The odds appear to be stacked against Fishback in Florida, a state with a large libertarian (“Florida Man”) and neocon (“Miami hawk”) contingent and an older population, unlikely to vote for a far-Right Zoomer-coded Millennial. The state is also swinging Democratic, at least in some places and in the short term. Miami just elected its first Democratic mayor in almost 30 years — in large part due to Latinos souring over the Trump administration’s immigration-enforcement policies. On the other hand, Fishback may not care too much about losing Miami and Boca Raton if it means he can get Gen Z and the working class out to polls elsewhere, just as Mamdani simply gave up large swaths of the Upper West Side, Upper East Side, and Tribeca. At around the same time in Mamdani’s campaign last year, the current New York mayor appeared the same or worse off than Fishback does today.

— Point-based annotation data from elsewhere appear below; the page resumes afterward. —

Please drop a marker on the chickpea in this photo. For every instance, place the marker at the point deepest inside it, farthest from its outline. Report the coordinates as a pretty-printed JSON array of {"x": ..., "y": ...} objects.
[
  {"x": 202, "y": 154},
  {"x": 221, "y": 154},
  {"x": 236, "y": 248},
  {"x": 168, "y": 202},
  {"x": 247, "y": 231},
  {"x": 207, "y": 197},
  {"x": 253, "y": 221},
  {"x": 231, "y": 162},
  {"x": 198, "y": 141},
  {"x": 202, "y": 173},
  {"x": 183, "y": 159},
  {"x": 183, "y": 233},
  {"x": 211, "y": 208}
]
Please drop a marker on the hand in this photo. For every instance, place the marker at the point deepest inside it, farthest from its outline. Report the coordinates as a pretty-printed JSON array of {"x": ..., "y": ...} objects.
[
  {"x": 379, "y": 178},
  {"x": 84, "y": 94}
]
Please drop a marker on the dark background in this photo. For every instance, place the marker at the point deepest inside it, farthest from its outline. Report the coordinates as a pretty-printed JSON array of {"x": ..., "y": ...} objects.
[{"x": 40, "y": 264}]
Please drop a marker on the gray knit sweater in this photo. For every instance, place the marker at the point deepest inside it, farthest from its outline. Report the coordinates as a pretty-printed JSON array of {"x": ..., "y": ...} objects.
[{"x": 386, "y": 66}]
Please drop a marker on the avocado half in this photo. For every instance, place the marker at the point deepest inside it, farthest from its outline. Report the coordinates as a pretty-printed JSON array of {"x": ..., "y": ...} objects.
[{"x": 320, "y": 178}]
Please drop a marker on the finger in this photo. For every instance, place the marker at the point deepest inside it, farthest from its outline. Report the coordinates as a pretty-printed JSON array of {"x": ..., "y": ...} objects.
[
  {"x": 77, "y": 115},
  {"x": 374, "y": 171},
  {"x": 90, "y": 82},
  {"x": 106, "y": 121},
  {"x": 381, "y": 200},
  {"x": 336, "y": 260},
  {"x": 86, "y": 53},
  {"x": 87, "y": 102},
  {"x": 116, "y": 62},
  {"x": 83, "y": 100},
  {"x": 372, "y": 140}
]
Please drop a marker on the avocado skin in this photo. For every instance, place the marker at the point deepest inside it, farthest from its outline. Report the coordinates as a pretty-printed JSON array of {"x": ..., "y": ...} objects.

If we want to see the direction in which politics are trending, Fishback’s recent moves are telling. It might be expected that he’d swing to the center now that his name is out there, but instead, he has gone more unhinged. Speaking to a large crowd at the University of Central Florida on Feb. 4, Fishback said that “under no circumstances” would he even visit Israel, and referred to the holiest site in Judaism as “a stupid wall.” The students applauded. He also took a page from the MAHA playbook, arguing that the industrial food provided in public schools is unhealthy and sets students up for failure, and proposing that school cafeterias be run by local small businesses and serve local meat and produce. The crowd of teens and 20-somethings was silent — until he referred to the unhealthy food as “goyslop,” and then the students erupted, exuberantly. What united the crowd was not race, or even really gender (though most were male), but age.
Fishback, who obviously can be reasonable, has concluded that the path to victory is to traffick in irrationality. Love him or hate him, he’s determined, crazy, and, somehow, poised to have a shot.